The cost of the Atlantic Cable made for a very strong incentive to come up with technologies to speed up the operation of the system, in other words to get message onto the cable and off the other end as fast as possible. The Siphon Recorder, initially developed by Sir William Thompson (later Lord Kelvin) in 1867, was one of the earliest such pieces of equipment.

At first the very weak signal at the other end of an Atlantic Cable was detected using a mirror galvanometer - the current passed through a coil on a delicate suspension moving an attached mirror. A beam of light focussed onto the mirror was thus deflected enough to be readily observed. (See a picture of this arrangement on Bill McLaughlin's website).

This necessitated very careful attention at the receiver not to miss any characters in the Morse Code. Clearly a system that actually recorded the signal would be better. The Siphon Recorder achieved this with again a delicate suspension of an arm moved by a coil and a fine glass tube pen that worked by siphoning ink along its hollow stem and which brushed lightly on a moving paper tape. Improved responsiveness was obtained by vibrating the pen slightly to ease its glide over the paper.

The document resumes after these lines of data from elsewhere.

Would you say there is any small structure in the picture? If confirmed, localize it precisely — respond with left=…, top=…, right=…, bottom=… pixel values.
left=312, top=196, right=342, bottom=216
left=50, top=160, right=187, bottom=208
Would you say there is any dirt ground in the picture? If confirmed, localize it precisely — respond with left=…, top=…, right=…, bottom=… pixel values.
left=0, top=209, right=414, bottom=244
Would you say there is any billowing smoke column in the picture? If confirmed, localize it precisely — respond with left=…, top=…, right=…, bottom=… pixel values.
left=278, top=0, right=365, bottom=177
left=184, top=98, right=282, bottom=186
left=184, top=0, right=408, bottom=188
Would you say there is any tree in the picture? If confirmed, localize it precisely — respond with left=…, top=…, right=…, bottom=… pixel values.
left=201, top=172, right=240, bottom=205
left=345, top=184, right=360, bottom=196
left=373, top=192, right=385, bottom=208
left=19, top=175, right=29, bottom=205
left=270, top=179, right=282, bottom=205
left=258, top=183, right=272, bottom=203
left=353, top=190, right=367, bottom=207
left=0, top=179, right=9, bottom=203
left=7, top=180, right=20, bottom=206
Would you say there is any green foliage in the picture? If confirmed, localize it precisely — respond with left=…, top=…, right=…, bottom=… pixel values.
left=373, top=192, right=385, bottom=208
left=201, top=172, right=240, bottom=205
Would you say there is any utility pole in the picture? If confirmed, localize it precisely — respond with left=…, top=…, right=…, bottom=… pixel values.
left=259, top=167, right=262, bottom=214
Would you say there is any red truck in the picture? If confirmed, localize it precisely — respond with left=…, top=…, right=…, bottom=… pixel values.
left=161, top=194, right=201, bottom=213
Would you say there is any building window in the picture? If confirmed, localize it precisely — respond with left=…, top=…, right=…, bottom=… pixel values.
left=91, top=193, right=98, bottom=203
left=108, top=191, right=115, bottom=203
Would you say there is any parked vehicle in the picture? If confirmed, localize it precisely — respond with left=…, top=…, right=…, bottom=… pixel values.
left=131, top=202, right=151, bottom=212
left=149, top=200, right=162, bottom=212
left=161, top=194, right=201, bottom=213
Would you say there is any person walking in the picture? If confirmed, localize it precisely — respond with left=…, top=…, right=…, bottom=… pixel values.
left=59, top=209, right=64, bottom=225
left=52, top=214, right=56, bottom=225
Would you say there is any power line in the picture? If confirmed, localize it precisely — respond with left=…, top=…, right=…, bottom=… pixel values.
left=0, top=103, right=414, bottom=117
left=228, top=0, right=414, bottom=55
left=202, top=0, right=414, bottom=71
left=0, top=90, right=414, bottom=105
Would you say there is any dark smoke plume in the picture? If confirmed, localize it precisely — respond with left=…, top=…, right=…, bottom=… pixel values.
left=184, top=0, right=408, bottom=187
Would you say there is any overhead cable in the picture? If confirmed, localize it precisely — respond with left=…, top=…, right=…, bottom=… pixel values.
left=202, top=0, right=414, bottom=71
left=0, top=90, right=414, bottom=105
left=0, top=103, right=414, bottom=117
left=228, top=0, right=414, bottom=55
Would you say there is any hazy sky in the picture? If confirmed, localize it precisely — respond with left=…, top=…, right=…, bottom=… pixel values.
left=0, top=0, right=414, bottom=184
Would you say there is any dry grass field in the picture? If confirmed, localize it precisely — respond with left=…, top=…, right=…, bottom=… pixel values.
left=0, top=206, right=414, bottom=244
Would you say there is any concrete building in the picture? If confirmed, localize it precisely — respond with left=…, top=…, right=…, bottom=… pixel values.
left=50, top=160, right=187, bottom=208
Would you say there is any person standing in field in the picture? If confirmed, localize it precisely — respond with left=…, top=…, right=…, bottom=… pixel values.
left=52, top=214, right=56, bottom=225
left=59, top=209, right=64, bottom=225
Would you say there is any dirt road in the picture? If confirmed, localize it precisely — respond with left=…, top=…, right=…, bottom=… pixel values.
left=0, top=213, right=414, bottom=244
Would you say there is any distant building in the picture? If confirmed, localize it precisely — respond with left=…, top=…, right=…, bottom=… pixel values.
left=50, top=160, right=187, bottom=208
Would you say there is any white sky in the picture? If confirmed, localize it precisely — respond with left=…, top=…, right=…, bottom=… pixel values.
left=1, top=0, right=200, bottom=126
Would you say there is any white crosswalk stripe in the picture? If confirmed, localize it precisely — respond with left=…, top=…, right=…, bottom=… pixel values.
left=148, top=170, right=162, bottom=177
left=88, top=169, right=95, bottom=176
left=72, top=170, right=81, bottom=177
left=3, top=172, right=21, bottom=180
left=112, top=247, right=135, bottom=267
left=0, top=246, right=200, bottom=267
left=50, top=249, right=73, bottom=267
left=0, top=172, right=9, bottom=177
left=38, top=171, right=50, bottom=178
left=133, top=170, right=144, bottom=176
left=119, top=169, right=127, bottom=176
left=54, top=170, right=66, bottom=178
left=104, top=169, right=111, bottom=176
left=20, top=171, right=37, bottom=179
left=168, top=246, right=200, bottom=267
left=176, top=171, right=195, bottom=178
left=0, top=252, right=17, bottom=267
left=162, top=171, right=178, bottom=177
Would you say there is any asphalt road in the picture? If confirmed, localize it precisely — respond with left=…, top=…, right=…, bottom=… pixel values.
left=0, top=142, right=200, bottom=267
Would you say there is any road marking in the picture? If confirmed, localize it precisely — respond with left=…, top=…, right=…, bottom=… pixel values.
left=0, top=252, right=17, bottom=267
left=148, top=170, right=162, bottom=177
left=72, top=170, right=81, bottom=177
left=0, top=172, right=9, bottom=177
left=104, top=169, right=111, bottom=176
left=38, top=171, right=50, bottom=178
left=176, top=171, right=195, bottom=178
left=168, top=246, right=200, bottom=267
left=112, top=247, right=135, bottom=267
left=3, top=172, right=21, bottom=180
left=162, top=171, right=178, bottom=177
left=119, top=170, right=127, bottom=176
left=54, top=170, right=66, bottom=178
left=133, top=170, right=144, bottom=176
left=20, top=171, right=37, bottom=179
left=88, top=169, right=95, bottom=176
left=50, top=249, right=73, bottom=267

This was a typical result:

The dots and dashes are not clearly delineated ! In fact a swing up is a dot and it stays up if the next bit is a dot. A dash is a swing down. Note that 's' (...) above involves a long upward hump and 'o' (---) a downward one. I can only say it must have taken a lot of practice to read signals like the above.

The example below at least helpfully has the letter joins marked.

Nonetheless Bright was able to say in 1898 that "it requires only one ordinary clerk [!] at the receiving end, instead of a first rate mirror clerk and a writer". And, of course any ambiguities could be checked later by examining the tape in detail.

It will be apparent that the keying used to send the message was not the single action we are used to from WW2 films, with dash - dot Morse of long and short bleeps. At this time current flowing one way was a dot and the other way was a dash. This involved using two keys next to each other.